Казачьи общины, существовавшие на Каспии, в устье Яика[13], в нижней и средней частях Дона, отличались относительной независимостью и невиданной по тем временам демократией. Руководил каждой такой общиной выбираемый общим кругом казаков гетман. Однако полной властью он обладал лишь во времена военных походов, в мирный же период все важные вопросы решались тем же кругом, в котором все казаки, включая и самого гетмана, обладали совершенно равными правами.
Подросший Ермак благодаря прекрасным природным данным мог весьма быстро продвинуться по казачьей иерархической лестнице. Однако карьерному росту помешала внезапная юношеская любовь. Простой пока еще казак неожиданно влюбился в дочь гетмана, красавицу Велику, и она ответила ему взаимностью. Однако гетман о такой паре для своей дочери и слышать не хотел. Он, конечно, видел, что Ермак – юноша перспективный, однако кроме перспективы жених предъявить ничего не мог, а у гетмана на руку Велики уже были другие кандидаты, у которых было и звание, и положение, и материальное состояние.

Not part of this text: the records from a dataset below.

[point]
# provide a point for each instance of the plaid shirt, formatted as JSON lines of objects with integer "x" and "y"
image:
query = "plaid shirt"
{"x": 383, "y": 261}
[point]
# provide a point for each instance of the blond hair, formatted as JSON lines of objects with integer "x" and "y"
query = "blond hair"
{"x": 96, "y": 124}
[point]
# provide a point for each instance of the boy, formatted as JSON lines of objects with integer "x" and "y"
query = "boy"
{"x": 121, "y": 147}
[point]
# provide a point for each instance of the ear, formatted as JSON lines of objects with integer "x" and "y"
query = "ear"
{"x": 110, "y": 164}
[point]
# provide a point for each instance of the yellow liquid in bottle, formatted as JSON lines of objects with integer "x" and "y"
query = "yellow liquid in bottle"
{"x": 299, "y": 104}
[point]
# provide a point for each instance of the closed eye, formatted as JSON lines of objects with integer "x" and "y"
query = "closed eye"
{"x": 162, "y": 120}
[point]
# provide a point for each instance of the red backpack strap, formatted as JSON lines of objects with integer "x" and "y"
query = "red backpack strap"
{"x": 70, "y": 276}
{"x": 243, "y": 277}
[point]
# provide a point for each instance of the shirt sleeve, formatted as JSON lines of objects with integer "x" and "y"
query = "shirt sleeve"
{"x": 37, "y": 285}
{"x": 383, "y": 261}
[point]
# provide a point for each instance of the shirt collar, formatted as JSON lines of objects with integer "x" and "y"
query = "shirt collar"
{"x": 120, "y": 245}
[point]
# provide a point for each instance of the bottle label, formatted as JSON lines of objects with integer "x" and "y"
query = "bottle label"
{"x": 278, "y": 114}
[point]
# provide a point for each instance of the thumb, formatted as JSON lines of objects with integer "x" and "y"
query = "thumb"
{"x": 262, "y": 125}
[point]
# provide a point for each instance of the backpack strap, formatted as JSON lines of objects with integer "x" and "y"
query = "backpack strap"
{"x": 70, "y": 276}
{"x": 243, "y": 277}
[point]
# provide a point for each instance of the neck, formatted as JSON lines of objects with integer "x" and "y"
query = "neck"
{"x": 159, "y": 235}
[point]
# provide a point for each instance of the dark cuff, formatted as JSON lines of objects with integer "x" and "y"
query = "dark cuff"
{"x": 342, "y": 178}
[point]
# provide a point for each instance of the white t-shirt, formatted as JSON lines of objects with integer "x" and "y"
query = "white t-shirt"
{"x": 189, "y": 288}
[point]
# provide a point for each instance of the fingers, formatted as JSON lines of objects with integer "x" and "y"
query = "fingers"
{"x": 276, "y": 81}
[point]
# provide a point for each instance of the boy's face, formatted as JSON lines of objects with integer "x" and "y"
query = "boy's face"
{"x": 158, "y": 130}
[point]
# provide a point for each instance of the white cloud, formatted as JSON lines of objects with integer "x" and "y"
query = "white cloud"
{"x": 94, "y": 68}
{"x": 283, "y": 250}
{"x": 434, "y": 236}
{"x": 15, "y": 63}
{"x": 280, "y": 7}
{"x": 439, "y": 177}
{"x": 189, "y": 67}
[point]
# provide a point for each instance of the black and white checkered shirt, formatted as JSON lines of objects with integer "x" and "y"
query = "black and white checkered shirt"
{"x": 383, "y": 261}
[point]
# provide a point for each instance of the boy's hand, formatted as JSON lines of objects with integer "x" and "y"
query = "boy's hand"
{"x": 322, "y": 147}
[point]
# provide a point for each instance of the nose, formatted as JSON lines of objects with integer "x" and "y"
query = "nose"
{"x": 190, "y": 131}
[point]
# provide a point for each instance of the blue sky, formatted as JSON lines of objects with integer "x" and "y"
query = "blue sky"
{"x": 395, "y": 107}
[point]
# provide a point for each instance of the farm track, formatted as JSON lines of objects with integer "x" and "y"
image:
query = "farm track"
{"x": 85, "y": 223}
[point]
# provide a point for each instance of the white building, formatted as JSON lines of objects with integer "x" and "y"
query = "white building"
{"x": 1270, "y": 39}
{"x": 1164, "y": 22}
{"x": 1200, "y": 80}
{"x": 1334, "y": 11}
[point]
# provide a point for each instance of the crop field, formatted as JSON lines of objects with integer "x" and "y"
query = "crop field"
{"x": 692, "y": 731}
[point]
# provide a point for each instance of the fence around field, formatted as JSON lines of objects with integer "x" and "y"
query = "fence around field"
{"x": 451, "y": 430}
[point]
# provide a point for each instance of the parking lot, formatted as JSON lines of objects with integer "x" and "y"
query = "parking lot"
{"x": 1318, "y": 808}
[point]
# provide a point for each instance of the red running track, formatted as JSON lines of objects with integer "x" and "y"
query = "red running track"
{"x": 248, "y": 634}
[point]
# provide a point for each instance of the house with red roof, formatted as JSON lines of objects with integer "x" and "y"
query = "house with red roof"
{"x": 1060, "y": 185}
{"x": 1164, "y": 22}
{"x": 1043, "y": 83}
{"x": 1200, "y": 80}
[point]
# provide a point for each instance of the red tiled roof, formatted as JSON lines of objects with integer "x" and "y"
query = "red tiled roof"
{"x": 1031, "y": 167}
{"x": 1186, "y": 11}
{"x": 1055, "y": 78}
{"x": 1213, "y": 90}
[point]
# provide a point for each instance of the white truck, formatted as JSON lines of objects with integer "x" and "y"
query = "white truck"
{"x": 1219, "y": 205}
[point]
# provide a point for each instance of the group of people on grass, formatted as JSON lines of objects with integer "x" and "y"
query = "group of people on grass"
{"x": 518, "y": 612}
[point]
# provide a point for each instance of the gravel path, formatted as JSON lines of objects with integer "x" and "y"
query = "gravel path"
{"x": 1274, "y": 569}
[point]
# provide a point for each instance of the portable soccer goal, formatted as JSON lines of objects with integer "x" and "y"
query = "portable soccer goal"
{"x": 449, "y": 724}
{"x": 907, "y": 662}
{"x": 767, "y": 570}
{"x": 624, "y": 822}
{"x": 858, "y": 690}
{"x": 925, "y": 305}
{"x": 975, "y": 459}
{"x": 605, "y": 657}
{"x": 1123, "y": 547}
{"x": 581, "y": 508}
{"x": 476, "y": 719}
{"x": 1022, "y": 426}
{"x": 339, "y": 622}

Но любовь таким логичным доводам не поддается, поэтому Ермак стал встречаться с Великой втайне. Встречались они так до тех пор, пока гетман, заподозрив неладное, не наказал своему сыну Хорлу проследить за сестрой. Возможно, все повернулось бы иначе, если бы Хорл, увидев, как Велика обнимается с молодым казачком, просто доложил бы об этом отцу. Тогда Ермака зарубили бы, как прелюбодея. Но гордый сын гетмана не выдержал и попытался расправиться с наглецом прямо на месте преступления. Однако Ермак оказался расторопнее, сильнее и проворнее. Случилось так, что он сам убил Хорла. После чего, разумеется, ударился в бега. Гетман снарядил погоню и пообещал немалую премию тому, кто его поймает или убьет, но премию эту так никому получить и не удалось.
Несколько лет Ермак Тимофеевич зарабатывал на жизнь тем, что сопровождал в компании подобных ему «лихих людей» купеческие караваны, а когда работы не было, присоединялся к какой-нибудь из разбойничьих шаек и общался с купцами уже обратным образом. В те далекие, дикие времена в отличие от сегодняшних, цивилизованных и культурных, разбойничья и государственная службы часто шли рядом, почти рука об руку. Главари больших шаек прекрасно знали, кого трогать можно, а кого – нельзя, с каждой своей крупной операции винились государю богатыми дарами и обычно получали выговор с последующим прощением. Если тому же государю требовалось собрать дружину для военного похода, он вполне мог рассчитывать на помощь крупных атаманов. Так что, если разбойники не заходили слишком далеко и не особенно зверствовали, они вполне могли почти легально «работать» на своей территории. А наиболее умных и перспективных государевы эмиссары находили и вербовали на нормальную цареву службу.
В конце концов привлекли к ней и молодого разбойника Ермака Тимофеевича. Он показал себя на службе весьма достойно и уже в 1552 году за смекалку, ум и смелость, проявленные при осаде Казани, был награжден именной золотой царской медалью. Далее он проявил себя как хороший военачальник уже в войне с Ливонией[14], а в конце 1570-х годов (между 1577 и 1580 годами) вернулся на Дон уже в качестве назначенного русским царем атамана одной из казачьих застав.